Question

Consider Tn = 4n³- 6n²+ Tn-1 where T0 = 2, then

A) T1=0, T2=8, T3=62
B) T1=2, T2=8, T3=62
C) T1=2, T2=8, T3=68
D) T1=0, T2=8, T3=68

Answer 1

The first three terms of the sequence defined by Tn = 4n³ - 6n² + Tn-1 with T0 = 2 are calculated as T1=0, T2=8, and T3=62, corresponding to option A.

Step-by-step explanation:

The question asks to calculate the first three terms of the sequence defined by the recurrence relation Tn = 4n³ - 6n² + Tn-1 with the initial condition T0 = 2.
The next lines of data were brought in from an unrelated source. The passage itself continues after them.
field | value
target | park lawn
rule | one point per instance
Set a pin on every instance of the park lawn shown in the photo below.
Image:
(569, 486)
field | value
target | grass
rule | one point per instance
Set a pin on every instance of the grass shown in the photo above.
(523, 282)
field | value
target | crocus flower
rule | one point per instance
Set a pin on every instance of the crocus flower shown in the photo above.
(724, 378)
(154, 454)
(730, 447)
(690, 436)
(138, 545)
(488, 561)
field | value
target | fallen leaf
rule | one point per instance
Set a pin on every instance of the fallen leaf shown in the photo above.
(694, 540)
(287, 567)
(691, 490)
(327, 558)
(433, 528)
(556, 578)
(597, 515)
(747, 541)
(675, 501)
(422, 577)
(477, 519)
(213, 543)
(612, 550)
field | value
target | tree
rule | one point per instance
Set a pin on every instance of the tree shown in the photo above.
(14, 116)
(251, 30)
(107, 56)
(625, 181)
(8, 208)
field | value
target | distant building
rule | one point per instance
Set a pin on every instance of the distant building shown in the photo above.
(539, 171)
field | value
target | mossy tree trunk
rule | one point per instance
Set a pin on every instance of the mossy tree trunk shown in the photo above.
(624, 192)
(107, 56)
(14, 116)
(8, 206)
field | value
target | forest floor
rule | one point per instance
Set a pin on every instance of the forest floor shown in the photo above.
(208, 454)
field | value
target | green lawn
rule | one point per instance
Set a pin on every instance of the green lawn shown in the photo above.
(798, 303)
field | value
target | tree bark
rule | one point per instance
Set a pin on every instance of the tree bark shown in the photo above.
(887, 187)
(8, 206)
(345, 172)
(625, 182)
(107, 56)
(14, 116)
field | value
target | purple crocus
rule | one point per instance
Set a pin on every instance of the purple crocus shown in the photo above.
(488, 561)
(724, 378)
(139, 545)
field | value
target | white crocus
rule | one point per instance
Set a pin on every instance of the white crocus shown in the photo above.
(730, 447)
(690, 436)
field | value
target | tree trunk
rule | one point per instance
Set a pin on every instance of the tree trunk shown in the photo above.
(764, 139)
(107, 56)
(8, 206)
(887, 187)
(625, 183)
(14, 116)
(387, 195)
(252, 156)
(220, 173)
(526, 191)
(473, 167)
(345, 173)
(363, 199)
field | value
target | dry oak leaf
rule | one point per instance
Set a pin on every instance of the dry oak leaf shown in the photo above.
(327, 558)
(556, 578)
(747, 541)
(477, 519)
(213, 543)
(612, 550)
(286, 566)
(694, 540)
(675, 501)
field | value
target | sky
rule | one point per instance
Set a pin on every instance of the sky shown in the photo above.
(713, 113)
To find T1, plug n=1 into the equation:

• T1 = 4(1)³ - 6(1)² + T0
• T1 = 4 - 6 + 2
• T1 = 0

Now to find T2, substitute n=2:

• T2 = 4(2)³ - 6(2)² + T1
• T2 = 32 - 24 + 0
• T2 = 8

Finally, we calculate T3:

• T3 = 4(3)³ - 6(3)² + T2
• T3 = 108 - 54 + 8
• T3 = 62

Thus, the correct answer is T1=0, T2=8, T3=62, which corresponds to option A).